By Susana Jurado
PHILADELPHIA – Several city leaders and activists here in Philadelphia have come together to highlight the importance of safety and justice for all people, especially among communities like LGBTQ, where their susceptibility to violence is prominent.
District Attorney Larry Krasner was among those who denounced LGBTQ injustice.
The recent assault and murders of Black trans women has sparked outrage among city leaders and activists, prompting Krasner to address these issues publicly.
He emphasized the need for state institutions to step up and use the power and responsibility they have been given to create more inclusive environments for LGBTQ Pennsylvanians immediately by taking legislative and policy actions.
Through these actions, discrimination would become unlawful, specifically among landlords and employers, usually targeting one for their gender or sexual orientation.
“We cannot have safety and justice without equality, and recognizing the rights and humanity of our most marginalized neighbors is necessary to achieve the safe and inclusive communities everyone deserves,” Krasner said.
He detailed the efforts of the District Attorney’s Office in Philadelphia to incessantly promote ongoing diversity and inclusion, stating, “… we are working to ensure equal and equitable access to justice for people from communities that have historically been mistreated, abused, and ignored by the criminal legal system.”
DA Krasner continued, his bold statements hinting at the core values of the Black Lives Matter movement, as he expressed the significance of society accepting the idea that Black trans lives truly do matter and by believing that “…all of our lives will matter, and we will all be safer.”
“The LGBTQ community has long experienced disproportionate rates of violence, and unfortunately, even progressive cities like Philadelphia are not exempt from this crisis,” said Celena Morrison, Executive Director of the Office of LGBT Affairs.
According to Morrison, Black Trans women have specifically been targeted among the LGBTQ community, with multiple tragic attacks in recent months. Her goals centered on keeping LGBTQ individuals safe and protected against the injustices and inequalities that plague this country.

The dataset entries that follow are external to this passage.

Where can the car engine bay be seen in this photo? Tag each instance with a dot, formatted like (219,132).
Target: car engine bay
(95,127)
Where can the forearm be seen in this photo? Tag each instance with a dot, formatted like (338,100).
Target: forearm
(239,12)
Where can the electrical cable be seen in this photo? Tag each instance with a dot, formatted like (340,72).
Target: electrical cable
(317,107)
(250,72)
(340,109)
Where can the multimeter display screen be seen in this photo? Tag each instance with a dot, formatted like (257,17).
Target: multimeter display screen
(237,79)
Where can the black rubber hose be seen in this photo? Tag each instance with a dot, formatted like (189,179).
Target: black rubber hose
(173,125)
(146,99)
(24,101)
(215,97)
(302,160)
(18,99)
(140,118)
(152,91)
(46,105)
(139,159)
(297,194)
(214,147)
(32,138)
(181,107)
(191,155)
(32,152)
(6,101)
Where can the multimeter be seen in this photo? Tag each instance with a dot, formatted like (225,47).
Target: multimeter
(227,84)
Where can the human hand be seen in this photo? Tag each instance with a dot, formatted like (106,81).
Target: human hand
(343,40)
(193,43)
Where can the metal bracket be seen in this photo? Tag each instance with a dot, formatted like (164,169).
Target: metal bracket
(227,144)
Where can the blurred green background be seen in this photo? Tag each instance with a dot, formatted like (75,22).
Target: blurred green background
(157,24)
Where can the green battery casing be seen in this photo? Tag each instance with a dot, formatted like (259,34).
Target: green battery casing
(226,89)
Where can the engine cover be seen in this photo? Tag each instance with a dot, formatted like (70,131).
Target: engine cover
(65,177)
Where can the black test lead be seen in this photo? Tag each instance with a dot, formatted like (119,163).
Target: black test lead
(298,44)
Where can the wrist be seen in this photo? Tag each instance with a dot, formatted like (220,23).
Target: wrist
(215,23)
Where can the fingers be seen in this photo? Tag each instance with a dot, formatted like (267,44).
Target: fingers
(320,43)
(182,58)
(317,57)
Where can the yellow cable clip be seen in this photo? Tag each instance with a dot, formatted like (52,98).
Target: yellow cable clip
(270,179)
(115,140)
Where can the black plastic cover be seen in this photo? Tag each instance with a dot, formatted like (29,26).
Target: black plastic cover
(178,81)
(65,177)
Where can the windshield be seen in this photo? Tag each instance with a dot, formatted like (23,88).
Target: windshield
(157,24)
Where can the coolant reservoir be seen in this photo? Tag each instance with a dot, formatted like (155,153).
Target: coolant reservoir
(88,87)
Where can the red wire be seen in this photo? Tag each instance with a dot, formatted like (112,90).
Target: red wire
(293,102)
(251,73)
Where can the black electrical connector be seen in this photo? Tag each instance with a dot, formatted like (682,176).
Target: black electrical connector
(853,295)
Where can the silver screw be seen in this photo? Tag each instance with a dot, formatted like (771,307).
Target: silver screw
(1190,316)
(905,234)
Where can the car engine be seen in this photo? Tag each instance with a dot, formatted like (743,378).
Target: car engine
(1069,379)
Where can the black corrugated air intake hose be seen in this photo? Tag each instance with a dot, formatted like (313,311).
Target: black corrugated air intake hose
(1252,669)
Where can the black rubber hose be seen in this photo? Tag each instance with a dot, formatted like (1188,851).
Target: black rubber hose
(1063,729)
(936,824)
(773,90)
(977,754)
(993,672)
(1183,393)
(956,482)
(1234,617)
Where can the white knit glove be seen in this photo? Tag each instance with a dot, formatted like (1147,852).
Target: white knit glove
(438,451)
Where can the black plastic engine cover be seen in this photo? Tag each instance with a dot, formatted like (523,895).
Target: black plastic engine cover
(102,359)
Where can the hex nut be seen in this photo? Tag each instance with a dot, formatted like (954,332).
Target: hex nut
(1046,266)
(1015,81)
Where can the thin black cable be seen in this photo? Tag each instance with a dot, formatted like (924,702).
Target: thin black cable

She encourages the public to stand up for calls of justice and freedom and says, “…speak up when these acts strike our communities and demand an end to the violence and discrimination.”
As of right now, there is still no clear indication of a law that prohibits housing or employment discrimination based on gender or sexual orientation in Pennsylvania.
A new study by the Williams Institute at UCLA School of Law reports that people in the LGBTQ community are often prone to poverty, homelessness, mental health issues, and substance use disorders as uninhibited discrimination and hostility become increasingly dangerous, thereby contributing to the overall factors of creating an excessively vulnerable community to violence.
Black trans women are the majority of transgender victims of homicide, based on research found by the Human Rights Campaign.
In the U.S. alone, 29 transgender people have been murdered just this year, and in 2019, at least 27 transgender people were also killed violently in this country.
On August 24, the Black trans victim Mia Green was shot to death in her home by Abdulla I. El Amin, a man prosecuted by the Philadelphia District Attorney’s Office this week on murder related charges.
Dominique “Rem’mie” Fells, another transgender victim of this tragedy, was murdered in June, and to this day, the defendant, Akhenaton Jones, a dangerous fugitive, is still on the loose.
Philadelphia Police Commissioner Danielle Outlaw described the matter of the murdered trans victims as despicable and said, “While an arrest was quickly made, we must continue to work hard to ensure that the man responsible is held accountable to bring a measure of justice to Mia and her family. We extend our deepest condolences to all of those affected by this heinous act.”
Last week, Tymesha Wearing was arrested based on findings that she played a role in the beating of Green and was charged with aggravated assault and conspiracy by the District Attorney’s Office.
Hate crime protections for LGBTQ communities in Pennsylvania are relatively low. So Wearing’s added charge of Ethnic Intimidation did not hold much weight against her as it can only be applied as a summary offense in Philadelphia.
“While we cannot legislate hate out of people’s hearts, we can use the law to prove that our society finds violence against the Black trans community unacceptable,” Sen. Larry Farnese, a District 1 Senator, said.
He added, “We need to pass SB 212, SB 614, and SB 947 to show we stand with the LGBTQ community. These are the first steps to helping our trans neighbors out of the fear, intimidation, and hell they are currently living in.”
Tatyana Woodard, Community Health Engagement Coordinator at the Mazzoni Center, emphasized the importance of including Black trans women and men into conversations of change in this country as they are directly affected by the taken steps toward reforming justice and equality.
She expressed her disdain towards the mistreatment of Black trans women, noting, “The rate of violence against trans women is at a disgraceful all-time high, and not enough is being done to ensure the safety of trans women when alive or upon their passing. We demand these horrific acts end.”